A virus carries the BMP gene and infects cells with the gene, infecting cells with the new assignment. The mouse model looks great. Healing of breaks was dose-dependent, neat (after remodeling, the bone created by putty was smooth and linear), and not troubling. In sheep, a very non-invasive shin-bone procedure that was either control or treated with putty, showed completely non-predictable results. Moral of the story? Translational medicine is extremely difficult. There is plenty to do before application of this and other treatments: plenty of collaboration, experimentation, and discussion.

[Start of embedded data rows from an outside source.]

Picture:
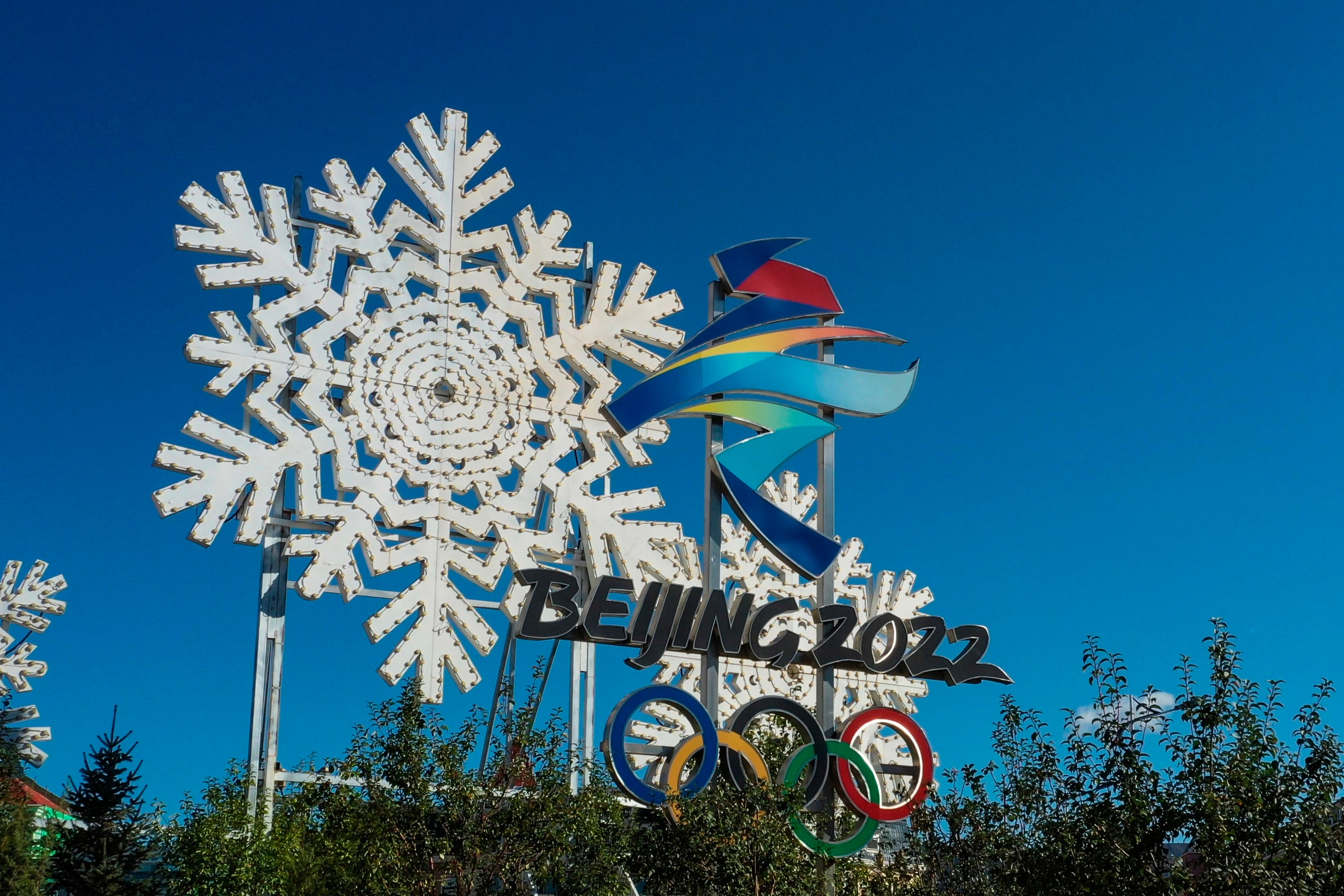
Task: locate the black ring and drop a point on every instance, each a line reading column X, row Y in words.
column 795, row 711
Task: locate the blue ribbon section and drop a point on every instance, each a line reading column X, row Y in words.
column 750, row 363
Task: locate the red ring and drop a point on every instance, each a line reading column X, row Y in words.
column 913, row 735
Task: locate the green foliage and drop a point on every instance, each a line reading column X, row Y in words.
column 105, row 855
column 424, row 815
column 1095, row 812
column 1096, row 815
column 22, row 864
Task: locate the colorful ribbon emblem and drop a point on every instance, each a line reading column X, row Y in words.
column 740, row 354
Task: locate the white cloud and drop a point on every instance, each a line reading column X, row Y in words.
column 1143, row 713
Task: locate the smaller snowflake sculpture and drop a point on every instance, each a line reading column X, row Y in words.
column 748, row 566
column 27, row 605
column 435, row 390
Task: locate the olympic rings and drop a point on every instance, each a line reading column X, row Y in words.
column 920, row 753
column 795, row 711
column 861, row 837
column 858, row 780
column 695, row 743
column 617, row 759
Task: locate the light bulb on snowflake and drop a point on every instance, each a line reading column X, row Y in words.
column 24, row 603
column 433, row 430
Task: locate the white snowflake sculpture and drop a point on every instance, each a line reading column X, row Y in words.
column 26, row 605
column 750, row 567
column 435, row 430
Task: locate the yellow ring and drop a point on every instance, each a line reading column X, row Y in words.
column 694, row 745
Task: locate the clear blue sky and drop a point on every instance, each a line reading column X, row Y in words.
column 1111, row 232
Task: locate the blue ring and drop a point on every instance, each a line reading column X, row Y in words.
column 613, row 743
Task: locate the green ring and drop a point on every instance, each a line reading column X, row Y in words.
column 858, row 840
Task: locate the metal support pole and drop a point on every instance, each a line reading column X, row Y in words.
column 582, row 685
column 589, row 707
column 710, row 566
column 827, row 583
column 269, row 659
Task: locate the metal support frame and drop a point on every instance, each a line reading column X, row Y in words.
column 584, row 656
column 827, row 583
column 269, row 660
column 712, row 563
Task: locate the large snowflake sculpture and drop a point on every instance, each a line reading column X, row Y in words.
column 24, row 603
column 748, row 566
column 436, row 390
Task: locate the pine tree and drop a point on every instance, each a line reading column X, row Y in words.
column 106, row 851
column 22, row 868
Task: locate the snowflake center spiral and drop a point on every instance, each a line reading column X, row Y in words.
column 447, row 393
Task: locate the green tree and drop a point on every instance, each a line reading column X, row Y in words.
column 415, row 812
column 105, row 853
column 1100, row 812
column 22, row 866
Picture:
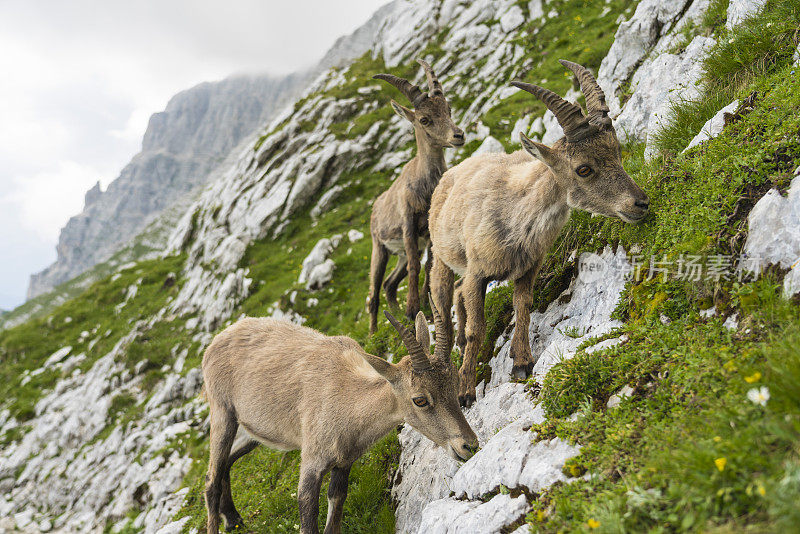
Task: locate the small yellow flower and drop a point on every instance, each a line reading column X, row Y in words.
column 720, row 463
column 755, row 377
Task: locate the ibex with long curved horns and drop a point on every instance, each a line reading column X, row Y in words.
column 290, row 387
column 399, row 222
column 495, row 216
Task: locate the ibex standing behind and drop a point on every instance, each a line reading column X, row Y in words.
column 495, row 216
column 399, row 222
column 290, row 387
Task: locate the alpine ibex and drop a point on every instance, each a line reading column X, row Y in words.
column 399, row 222
column 495, row 216
column 290, row 387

The sharing of medicine across species, both non-human animal to human, non-human animal to non-human animal, and even human to human, requires tact and brainstorming.

During this lecture we saw great discussion brainstorming the reasons why the sheep model was not nearly as promising: was it the viral carrier? Dose of BMP or stem cells? Administration method? Scaffolding? And, say in humans, how would this be put into practice when harvesting and growing cells from a patient takes weeks? Discussion and planning of allosteric transplants is required, and for that, you need veterinary, human medical, scientific, legal, and other specialists to create a new and useful therapeutic system.